Amtrak President Joseph Boardman Says He Plans to Step Down Next Year

WASHINGTON (The Washington Post) —
Amtrak President and CEO Joseph Boardman testifies on Capitol Hill in June. (AP Photo/Cliff Owen)
Amtrak President and CEO Joseph Boardman testifies on Capitol Hill in June. (AP Photo/Cliff Owen)

After almost eight tumultuous years at the helm, Amtrak President Joseph H. Boardman says he plans to step down from the job next September.

Boardman, 66, sent a letter to Amtrak workers this week saying he had informed Amtrak’s board of his intention to retire.

“When I look back at this time, I see so many accomplishments and so many changes we made to make America’s railroad a stronger, safer and a more important part of our nation’s transportation system,” Boardman said in the letter.

His years running the railroad coincided with the rise of a relatively small but vocal chorus on Capitol Hill that questioned whether a congressionally created but privately run passenger rail system should continue to receive massive federal subsidies. Amtrak will receive more than $8 billion in the next five years under the surface transportation bill signed into law last week

Last year, the railroad ran $227 million in the red.

Boardman and his lieutenants were regularly summoned to hearings to account for Amtrak’s perceived shortcomings.

Former House Transportation Committee chairman John L. Mica, R-Fla., who spent his college summers working on the railroad, never missed a chance to denounce Amtrak as “a Soviet-style railroad with Soviet-style operations.”

Boardman was called back once more this year after an Amtrak train traveling at more than twice the speed limit derailed in Philadelphia, killing eight people and injuring more than 200, 11 of them critically.

Despite the acrimony of Mica and some others in Congress, Boardman generally was well received by most members, and surveys suggested the railroad was well regarded by the majority of its passengers.

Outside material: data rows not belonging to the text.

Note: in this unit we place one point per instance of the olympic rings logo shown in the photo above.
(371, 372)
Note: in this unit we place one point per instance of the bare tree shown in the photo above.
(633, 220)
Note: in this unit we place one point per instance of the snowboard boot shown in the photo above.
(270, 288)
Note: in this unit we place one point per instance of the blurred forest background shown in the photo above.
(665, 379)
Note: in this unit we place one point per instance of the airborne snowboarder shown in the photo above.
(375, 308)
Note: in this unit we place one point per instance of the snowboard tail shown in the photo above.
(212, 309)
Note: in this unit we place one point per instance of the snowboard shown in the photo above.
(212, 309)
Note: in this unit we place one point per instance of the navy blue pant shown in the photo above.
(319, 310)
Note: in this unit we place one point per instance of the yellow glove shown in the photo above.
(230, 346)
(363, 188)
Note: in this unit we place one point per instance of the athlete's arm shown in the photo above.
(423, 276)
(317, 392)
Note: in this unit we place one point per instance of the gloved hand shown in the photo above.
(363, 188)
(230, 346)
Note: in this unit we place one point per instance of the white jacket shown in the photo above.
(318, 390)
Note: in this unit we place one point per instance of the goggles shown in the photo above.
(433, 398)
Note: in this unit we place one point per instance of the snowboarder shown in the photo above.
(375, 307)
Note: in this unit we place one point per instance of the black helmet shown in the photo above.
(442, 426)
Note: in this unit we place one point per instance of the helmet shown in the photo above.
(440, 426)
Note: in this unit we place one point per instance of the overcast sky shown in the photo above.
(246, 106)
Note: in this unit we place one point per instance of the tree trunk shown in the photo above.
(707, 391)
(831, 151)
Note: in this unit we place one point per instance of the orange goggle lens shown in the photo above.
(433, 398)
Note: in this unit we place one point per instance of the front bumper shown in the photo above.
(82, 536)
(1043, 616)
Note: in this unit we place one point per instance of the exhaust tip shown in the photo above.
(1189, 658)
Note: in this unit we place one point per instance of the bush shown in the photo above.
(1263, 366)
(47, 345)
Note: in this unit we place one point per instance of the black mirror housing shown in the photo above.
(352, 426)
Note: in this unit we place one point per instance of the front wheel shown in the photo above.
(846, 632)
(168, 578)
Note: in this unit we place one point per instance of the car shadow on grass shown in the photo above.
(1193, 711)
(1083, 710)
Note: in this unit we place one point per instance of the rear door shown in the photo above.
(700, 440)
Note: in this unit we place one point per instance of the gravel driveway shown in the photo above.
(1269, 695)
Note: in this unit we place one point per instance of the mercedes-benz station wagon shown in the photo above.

“Joe Boardman is a good friend who had led Amtrak through difficult times and many changes,” said Rep. Jeff Denham, R-Calif., who chairs the House subcommittee on railroads. “He has been instrumental in writing many of the reforms recently signed into law. His hard work and dedication will be missed.”

The railroad operates more than 300 trains daily on 21,300 miles of track, reaching 46 states and three Canadian provinces. Outside of the corridor between Washington and Boston, most of the rail that it runs on belongs to freight railroad companies. Outside of the Northeast Corridor, most of its routes operated at a loss.

Boardman, who was raised on an upstate New York dairy farm, spent more than three years running the Federal Railroad Administration before taking the job with Amtrak. Prior to the FRA, he was commissioner of the New York State Department of Transportation.

“For those of you who know me, you know a decision like this is something that I spent a lot of time considering,” Boardman said in his letter to Amtrak employees. “Yet, I think in the railroad business, all of us know when it’s time to retire.”

He said that he gave the board almost 10 months’ notice of his planned departure to allow them time to find a successor.